At OP's special request here is a proof by induction:

Note: I first tried writing the following without using "modulo 2" but now think it is not worth the clutter.

Thus we rephrase given an n x (n+1) table of numbers mod 2 we can always find a nonempty set of columns that sum to the zero vector.

The assertion is easily confirmed for 1x2 tables, i.e. n=1.

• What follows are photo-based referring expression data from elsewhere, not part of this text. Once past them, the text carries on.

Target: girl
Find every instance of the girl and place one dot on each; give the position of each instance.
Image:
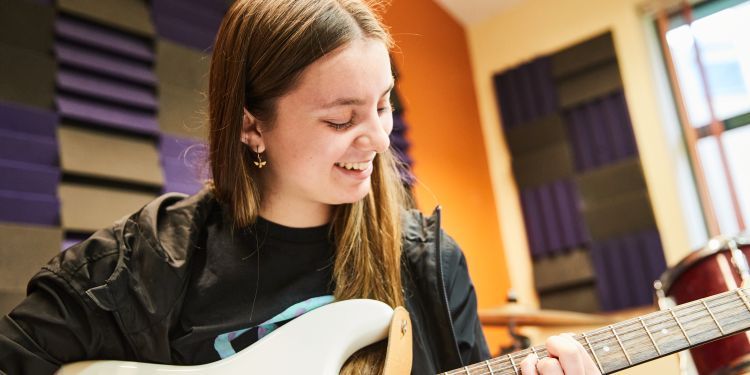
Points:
(305, 207)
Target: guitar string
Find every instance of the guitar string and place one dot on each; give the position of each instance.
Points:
(508, 365)
(628, 323)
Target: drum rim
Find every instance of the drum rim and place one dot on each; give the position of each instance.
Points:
(714, 245)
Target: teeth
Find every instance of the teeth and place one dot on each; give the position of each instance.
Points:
(353, 166)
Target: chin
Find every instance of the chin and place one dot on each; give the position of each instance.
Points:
(352, 196)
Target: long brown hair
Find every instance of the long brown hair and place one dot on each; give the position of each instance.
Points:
(262, 48)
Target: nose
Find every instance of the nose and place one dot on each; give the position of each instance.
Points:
(375, 135)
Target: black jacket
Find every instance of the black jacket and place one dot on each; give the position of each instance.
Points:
(117, 294)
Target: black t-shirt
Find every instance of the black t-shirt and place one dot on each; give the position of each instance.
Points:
(249, 282)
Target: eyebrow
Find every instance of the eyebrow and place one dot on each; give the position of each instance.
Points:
(354, 101)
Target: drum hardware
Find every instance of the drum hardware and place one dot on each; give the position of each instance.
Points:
(719, 266)
(739, 261)
(513, 315)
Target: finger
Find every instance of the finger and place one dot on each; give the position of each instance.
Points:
(568, 353)
(528, 365)
(590, 367)
(551, 366)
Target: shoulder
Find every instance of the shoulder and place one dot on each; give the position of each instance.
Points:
(424, 241)
(121, 258)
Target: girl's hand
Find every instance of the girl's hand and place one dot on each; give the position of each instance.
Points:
(567, 356)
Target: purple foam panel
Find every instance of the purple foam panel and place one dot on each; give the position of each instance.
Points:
(109, 90)
(29, 208)
(652, 253)
(498, 82)
(103, 38)
(532, 219)
(549, 217)
(28, 178)
(565, 210)
(192, 24)
(525, 91)
(28, 120)
(28, 148)
(107, 115)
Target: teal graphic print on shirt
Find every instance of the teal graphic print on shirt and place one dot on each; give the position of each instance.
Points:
(223, 342)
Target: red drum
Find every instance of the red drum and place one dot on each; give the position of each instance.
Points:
(716, 268)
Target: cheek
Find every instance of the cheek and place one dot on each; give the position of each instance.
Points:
(388, 123)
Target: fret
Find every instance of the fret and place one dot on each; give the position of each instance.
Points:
(489, 366)
(627, 356)
(513, 363)
(744, 298)
(658, 351)
(593, 352)
(679, 324)
(721, 329)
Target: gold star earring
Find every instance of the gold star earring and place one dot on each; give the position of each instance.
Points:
(260, 163)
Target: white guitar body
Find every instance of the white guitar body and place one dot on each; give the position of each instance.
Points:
(318, 342)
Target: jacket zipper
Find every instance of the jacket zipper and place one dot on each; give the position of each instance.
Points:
(441, 281)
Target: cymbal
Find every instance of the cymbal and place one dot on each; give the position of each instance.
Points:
(526, 316)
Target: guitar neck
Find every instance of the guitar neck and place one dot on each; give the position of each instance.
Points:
(642, 339)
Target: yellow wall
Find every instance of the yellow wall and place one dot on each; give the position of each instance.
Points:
(447, 142)
(537, 27)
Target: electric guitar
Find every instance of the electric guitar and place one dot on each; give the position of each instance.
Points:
(362, 322)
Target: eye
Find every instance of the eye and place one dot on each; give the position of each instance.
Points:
(388, 107)
(340, 126)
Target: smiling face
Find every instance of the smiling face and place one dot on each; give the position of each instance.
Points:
(326, 133)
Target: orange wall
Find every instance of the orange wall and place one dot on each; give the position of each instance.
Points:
(436, 85)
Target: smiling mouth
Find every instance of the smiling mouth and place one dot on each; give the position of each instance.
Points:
(361, 166)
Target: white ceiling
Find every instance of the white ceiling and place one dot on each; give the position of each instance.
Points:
(470, 12)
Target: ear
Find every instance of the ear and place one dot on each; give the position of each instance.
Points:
(251, 134)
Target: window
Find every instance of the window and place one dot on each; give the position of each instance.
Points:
(710, 56)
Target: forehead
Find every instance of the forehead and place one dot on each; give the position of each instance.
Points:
(360, 69)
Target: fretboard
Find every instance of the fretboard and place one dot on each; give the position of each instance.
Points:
(625, 344)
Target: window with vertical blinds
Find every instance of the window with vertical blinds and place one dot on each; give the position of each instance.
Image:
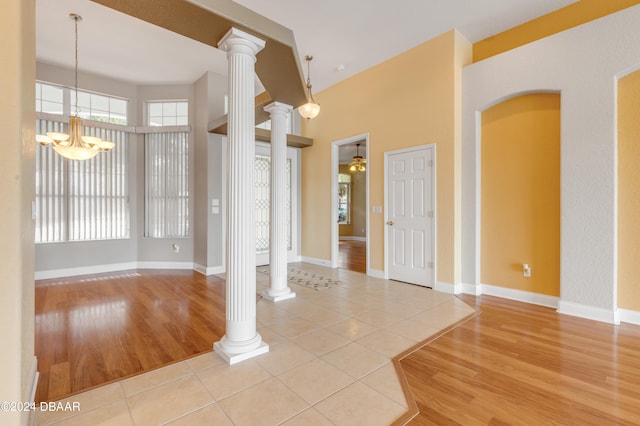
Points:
(167, 185)
(82, 200)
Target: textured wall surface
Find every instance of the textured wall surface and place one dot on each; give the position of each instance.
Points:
(582, 64)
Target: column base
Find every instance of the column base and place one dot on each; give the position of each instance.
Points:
(277, 297)
(236, 357)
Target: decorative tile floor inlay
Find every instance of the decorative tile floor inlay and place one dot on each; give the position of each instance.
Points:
(330, 362)
(309, 279)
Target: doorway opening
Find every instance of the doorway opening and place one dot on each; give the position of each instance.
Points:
(350, 205)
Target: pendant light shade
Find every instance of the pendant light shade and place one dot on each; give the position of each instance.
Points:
(311, 109)
(358, 164)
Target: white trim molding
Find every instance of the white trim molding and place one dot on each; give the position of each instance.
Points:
(375, 273)
(446, 288)
(34, 375)
(519, 295)
(632, 317)
(112, 267)
(589, 312)
(352, 238)
(316, 261)
(208, 270)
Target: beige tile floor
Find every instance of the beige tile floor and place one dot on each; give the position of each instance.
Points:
(329, 363)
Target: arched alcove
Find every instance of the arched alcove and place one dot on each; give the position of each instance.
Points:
(520, 193)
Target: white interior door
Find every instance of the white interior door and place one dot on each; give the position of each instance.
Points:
(410, 215)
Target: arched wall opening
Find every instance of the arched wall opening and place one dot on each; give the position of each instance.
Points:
(520, 194)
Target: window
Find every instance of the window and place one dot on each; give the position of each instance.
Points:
(167, 185)
(82, 200)
(263, 202)
(344, 199)
(53, 99)
(93, 106)
(167, 113)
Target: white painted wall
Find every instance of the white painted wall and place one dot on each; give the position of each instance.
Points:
(582, 64)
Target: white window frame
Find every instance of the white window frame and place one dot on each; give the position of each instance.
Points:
(166, 186)
(166, 116)
(82, 201)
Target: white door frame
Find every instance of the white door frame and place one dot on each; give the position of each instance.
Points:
(335, 157)
(433, 200)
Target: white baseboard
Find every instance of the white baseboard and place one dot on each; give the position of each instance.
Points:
(84, 270)
(589, 312)
(210, 270)
(445, 287)
(165, 265)
(352, 238)
(632, 317)
(316, 261)
(376, 273)
(467, 288)
(520, 295)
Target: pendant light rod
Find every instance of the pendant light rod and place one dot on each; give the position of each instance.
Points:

Now assume it has been established for (n-1) x n. Given an n x (n+1) table T pick and remove a column c and set it aside. After also removing any row r we can apply the assumption to find a nonempty set S(c,r) of columns that does not include the c-th such that their sum as column vectors vanishes everywhere except possibly in row r. If the r-th row also vanishes the proof is complete. As this last statement holds for any r, to finish, we need only consider the case where for all r the sum of S(c,r) is $e_r$, the r-th standard basis vector. Having the entire standard basis at our disposal we needn't know any linear algebra to see that we can form any vector, in particular, we can express the c-th column in terms of the other columns. As we are modulo 2 all coefficients are either one or zero, i.e. "yes" or "no". Recall that we have so far avoided using column c. Adding it now yields the zero vector as sum of a set of columns that include column c hence is nonempty.